Oregon beach bound? Seasonal snowy plover protections in effect

A pair of western snowy on coastal sand

CORVALLIS, Ore.March 23, 2018 — Oregon beachgoers are asked to help recovery efforts for the threatened western snowy plover by respecting nesting areas and beach restrictions during nesting season, March 15 through Sept. 15.

Beachgoers may see signs and ropes that identify sensitive western snowy plover nesting areas. and will need to adhere to any posted restrictions.

Four juvenile western snowy plovers on the sand

Juvenile western snowy plovers at Oregon Dunes, Siuslaw National Forest in an undated photo. USDA Forest Service photo by Adam Kotaich.

These federally protected shorebirds nest on open sand along Oregon’s beaches.

Nests, and especially chicks, are well-camouflaged.

During nesting season, human disturbances can flush adult plovers away from their nests as they attempt to defend their young from the perceived predator. Left alone too long, eggs or chicks can die from exposure, predators, or people.

“We’re making great strides in reversing the downward slide of this species,” Cindy Burns, wildlife biologist for Siuslaw National Forest, said. “But it takes all of us, so we hope people will do their part to understand nesting season rules and to share the beach this spring and summer.”

Signage for Oregon Dunes Trail and Shorebirds Nesting area. Vehicles, bicycles, camping and dogs are prohibited on the beach March 15 to Sept. 15 annually, and pedestrians are limited to walking on wet sandy areas, only.

Signs warn visitors about restricted activity at a known western snowy plover nesting area on the Oregon Dunes, located in the Siuslaw National Forest in an undated USDA Forest Service photo.

Certain beaches, listed here (Oregon dunes only) and here (coastwide), are known plover nesting areas.

On these beaches, the dry sand and dunes are closed, except along official trails, to protect eggs and chicks.

Visitors may see roped off areas within these plover management areas, which serve to protect the most sensitive habitat; however, all dry sand on both sides of the rope is closed, except on designated trails.

Wet sand areas on the designated beaches remain open to foot and equestrian traffic, but no dogs, kites, drones, camping, bicycles, or motor vehicles are allowed.

Western snowy plover nesting areas collectively comprise only about 40 miles of Oregon’s 362 miles of shoreline, but are spread out along the entire coast.

“Visitors will have access to hundreds of miles of beaches without these seasonal restrictions,” Laurel Hillmann, ocean shores specialist for Oregon State Parks, said. “By planning your trip, you can enjoy the coast and help keep this sensitive bird safe.”

A nest of brown-speckled snowy plover eggs is difficult to see, even while almost entirely exposed on a sandy beach, surrounded by coastal vegetation.

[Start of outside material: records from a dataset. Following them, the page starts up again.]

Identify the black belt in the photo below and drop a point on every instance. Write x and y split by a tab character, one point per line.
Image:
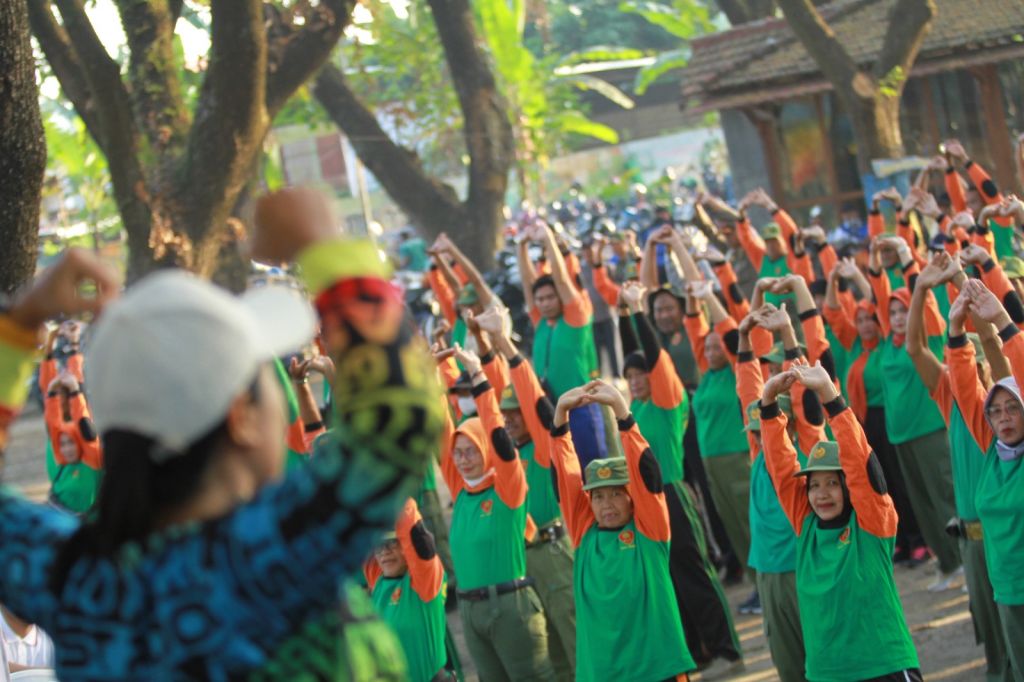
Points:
479	594
549	534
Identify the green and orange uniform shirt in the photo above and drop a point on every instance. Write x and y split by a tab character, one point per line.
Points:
628	625
414	603
850	610
999	496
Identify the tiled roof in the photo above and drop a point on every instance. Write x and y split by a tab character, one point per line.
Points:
768	51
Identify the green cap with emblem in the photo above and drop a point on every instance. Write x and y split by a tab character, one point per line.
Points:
468	296
509	399
823	457
771	231
606	472
754	412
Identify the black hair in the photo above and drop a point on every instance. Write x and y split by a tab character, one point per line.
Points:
136	488
544	281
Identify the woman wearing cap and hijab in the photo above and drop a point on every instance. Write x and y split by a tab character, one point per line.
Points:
996	421
407	584
203	561
502	615
850	610
629	626
919	435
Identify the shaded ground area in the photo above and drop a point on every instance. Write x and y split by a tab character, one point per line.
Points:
940	623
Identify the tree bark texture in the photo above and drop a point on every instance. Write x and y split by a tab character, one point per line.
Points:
474	224
177	174
23	148
870	96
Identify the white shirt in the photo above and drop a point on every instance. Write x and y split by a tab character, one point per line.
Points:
34	650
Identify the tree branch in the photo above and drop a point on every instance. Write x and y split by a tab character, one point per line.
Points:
230	118
819	40
395	168
909	22
298	54
66	65
154	75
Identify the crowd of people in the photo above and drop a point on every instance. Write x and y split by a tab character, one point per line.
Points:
252	486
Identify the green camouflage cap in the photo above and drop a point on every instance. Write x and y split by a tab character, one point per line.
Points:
771	231
754	412
468	296
509	399
823	457
1013	267
606	472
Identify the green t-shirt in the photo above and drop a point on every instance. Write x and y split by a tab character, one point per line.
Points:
75	485
415	250
1000	507
628	625
910	413
562	357
773	544
968	464
720	418
850	610
682	357
542	501
487	540
420	626
664	430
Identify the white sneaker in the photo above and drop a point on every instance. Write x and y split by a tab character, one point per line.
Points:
948	581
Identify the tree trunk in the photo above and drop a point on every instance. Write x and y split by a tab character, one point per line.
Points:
23	148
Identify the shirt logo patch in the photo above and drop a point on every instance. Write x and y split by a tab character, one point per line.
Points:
627	540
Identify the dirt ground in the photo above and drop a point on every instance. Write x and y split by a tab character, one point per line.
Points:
940	623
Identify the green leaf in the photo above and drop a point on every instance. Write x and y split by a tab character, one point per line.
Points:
601	87
574	122
665	62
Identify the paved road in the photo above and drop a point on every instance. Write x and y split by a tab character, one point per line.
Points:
940	623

A western snowy plover nests can be extremely difficult to see on the dry sandy beaches where the shorebird nests, as seen in this undated photo. Chicks reach fledgling age about one month after hatching. National Park Service photo.

Visitors to the Oregon Dunes National Recreation Area are encouraged to review this map to identify unrestricted recreation areas.

Information on riding motor vehicles on the sand can be found here.

Information about what Oregon coast beaches are open to dogs is available here.

The western snowy plover is a federally protected shorebird.

Nesting areas within the Oregon Dunes National Recreation Area include the following (signs are posted at all nesting beach access points):

  • Baker/Sutton beaches
  • Siltcoos estuary south to within a ½ mile of Sparrow Park Road, which includes:
    • Oregon Dunes Day Use beach
    • Tahkenitch Creek estuary
  • Ten Mile Creek estuary, starting from ¼ mile south of the Douglas/Coos County line to the Coast Guard south off-highway vehicle (OHV) trail

Detailed information about nesting restrictions and site locations, as well as links to resources from Oregon State Parks, can be found on the Siuslaw website at www.fs.usda.gov/siuslaw.

The U.S. Fish and Wildlife Service listed western snowy plovers as a threatened species in 1993. Habitat loss from invasive plants, as well as human disturbances, including litter and discarded food scraps that attract predators, have contributed to the birds’ decline.

The Oregon Dunes Restoration Collaborative is working with land managers to develop and implement a restoration strategy as well as raise public awareness about the need to restore the dunes ecosystem for snowy plover, rare plants and animals, and the unique recreation opportunities offered here.

By Lisa Romano, USDA Forest Service – Siuslaw National Forest
and
Laurel Hillman, Oregon Parks and Recreation Department

A western snowy plover stands on the sand

The western snowy plover is a small shorebird distinguished from other plovers by its small size, pale brown upper parts, dark patches on either side of the upper breast, and dark gray to blackish legs. During the breeding season (March through September), plovers can be seen nesting along the shores, peninsulas, offshore islands, bays, estuaries, and rivers of the United States’ Pacific Coast. This undated photo displays a bird in its winter plumage. US Fish and Wildlife Service photo.